Doch statt des Teams wartet nur der Projektleiter auf mich. Er drückt mir einen Brief in die Hand und sagt: "Das kommt von unserem Hauptsponsor. Du solltest es unbedingt sofort nach Deiner Ankunft bekommen. Keine Ahnung, was drinnen ist. Es hieß nur, Du wüsstest schon Bescheid."
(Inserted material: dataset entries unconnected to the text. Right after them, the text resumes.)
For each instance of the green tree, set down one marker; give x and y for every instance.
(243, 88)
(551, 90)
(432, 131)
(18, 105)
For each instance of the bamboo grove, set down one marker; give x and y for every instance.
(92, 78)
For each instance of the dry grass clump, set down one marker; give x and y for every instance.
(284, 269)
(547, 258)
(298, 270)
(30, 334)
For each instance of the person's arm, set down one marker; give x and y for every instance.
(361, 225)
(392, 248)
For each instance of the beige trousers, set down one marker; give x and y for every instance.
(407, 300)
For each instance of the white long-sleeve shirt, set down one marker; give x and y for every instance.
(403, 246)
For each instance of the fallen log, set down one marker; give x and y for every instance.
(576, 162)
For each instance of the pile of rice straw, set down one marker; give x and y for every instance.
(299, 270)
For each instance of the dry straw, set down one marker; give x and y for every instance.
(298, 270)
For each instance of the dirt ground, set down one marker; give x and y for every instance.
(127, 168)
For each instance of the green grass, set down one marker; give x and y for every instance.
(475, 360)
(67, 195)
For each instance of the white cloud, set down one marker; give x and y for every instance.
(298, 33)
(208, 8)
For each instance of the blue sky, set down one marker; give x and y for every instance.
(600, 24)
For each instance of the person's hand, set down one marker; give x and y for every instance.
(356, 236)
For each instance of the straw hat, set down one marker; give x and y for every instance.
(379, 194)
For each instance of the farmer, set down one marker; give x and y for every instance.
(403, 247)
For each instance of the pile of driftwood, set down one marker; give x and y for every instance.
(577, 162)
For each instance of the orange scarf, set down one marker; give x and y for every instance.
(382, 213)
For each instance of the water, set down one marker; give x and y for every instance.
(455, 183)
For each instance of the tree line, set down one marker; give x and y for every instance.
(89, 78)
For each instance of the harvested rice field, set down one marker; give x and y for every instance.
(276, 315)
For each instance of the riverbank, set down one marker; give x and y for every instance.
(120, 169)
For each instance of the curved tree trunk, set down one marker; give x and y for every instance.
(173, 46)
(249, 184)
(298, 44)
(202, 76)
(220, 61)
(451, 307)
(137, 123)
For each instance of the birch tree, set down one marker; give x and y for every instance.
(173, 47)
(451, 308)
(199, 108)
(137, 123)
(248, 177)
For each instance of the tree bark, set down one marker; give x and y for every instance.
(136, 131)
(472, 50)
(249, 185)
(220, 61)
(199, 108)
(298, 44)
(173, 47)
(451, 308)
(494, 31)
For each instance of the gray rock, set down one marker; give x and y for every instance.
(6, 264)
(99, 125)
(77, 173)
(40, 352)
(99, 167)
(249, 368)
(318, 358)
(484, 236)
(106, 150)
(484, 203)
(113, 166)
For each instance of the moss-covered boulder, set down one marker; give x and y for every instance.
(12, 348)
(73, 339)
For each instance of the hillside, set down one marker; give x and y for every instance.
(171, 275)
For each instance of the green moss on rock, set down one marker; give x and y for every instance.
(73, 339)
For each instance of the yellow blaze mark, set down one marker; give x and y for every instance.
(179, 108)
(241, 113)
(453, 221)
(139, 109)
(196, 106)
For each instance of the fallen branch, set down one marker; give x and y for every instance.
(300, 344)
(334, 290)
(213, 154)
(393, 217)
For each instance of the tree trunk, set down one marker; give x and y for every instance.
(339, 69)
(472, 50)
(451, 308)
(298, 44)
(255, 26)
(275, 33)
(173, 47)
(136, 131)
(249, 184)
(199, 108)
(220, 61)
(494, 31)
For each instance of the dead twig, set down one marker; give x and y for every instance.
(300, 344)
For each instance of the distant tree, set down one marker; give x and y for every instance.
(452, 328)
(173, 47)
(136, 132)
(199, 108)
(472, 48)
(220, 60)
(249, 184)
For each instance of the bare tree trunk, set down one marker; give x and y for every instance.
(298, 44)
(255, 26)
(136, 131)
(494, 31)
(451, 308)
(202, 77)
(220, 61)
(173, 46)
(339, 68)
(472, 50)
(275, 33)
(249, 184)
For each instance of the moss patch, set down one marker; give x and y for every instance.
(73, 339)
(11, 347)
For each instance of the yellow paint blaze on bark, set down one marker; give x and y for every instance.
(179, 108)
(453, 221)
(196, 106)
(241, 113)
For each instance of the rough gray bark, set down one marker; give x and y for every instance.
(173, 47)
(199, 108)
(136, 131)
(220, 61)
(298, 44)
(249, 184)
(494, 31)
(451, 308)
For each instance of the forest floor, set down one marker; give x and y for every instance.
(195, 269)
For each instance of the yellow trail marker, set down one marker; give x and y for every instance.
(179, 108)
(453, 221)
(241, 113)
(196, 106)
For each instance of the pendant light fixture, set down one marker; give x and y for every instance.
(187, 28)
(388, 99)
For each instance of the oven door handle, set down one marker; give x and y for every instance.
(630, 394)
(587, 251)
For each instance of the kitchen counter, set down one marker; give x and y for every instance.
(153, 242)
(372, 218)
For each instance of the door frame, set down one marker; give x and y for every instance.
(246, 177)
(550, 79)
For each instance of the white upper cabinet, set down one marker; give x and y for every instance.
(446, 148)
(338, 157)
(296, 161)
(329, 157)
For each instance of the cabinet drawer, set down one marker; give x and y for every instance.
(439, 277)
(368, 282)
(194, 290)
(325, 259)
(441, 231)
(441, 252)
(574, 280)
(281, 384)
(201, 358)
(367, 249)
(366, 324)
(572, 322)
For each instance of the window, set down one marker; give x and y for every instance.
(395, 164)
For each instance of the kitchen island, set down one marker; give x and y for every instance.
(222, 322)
Der Brief ist vom längst verstorbenen Gründer und Präsidenten der Pillenreuther KG, einem der weltgrößten Industriekonzerne. Er war eine schillernde Person der Geschichte, tauchte erst 1934 auf der politischen Bühne auf und wurde in wenigen Jahren zu einem engen Vertrauten Hitlers und dessen Stellvertreter. Er ist bis heute umstritten wegen seiner undurchsichtigen Rolle bei den Friedensverhandlungen mit den Alliierten 1942 nach Hitlers Herzinfarkt. Er führte zwar einen schnellen Friedensprozess, in dessen Verlauf er große Teile der eroberten Gebiete zurückgab. Dann wurde er aber durch die Eiswaffen, von denen auch ich ein altes Modell bei mir trage, sehr schnell sehr reich. Später, in den 60ern revolutionierte er mit seinen Smartphones die boomende PC-Industrie.
Der Brief beginnt mit den Worten:
"Hallo, ich schreibe, um Dir für die richtige Entscheidung zu danken …”
Unterschrieben ist er mit meinem Namen.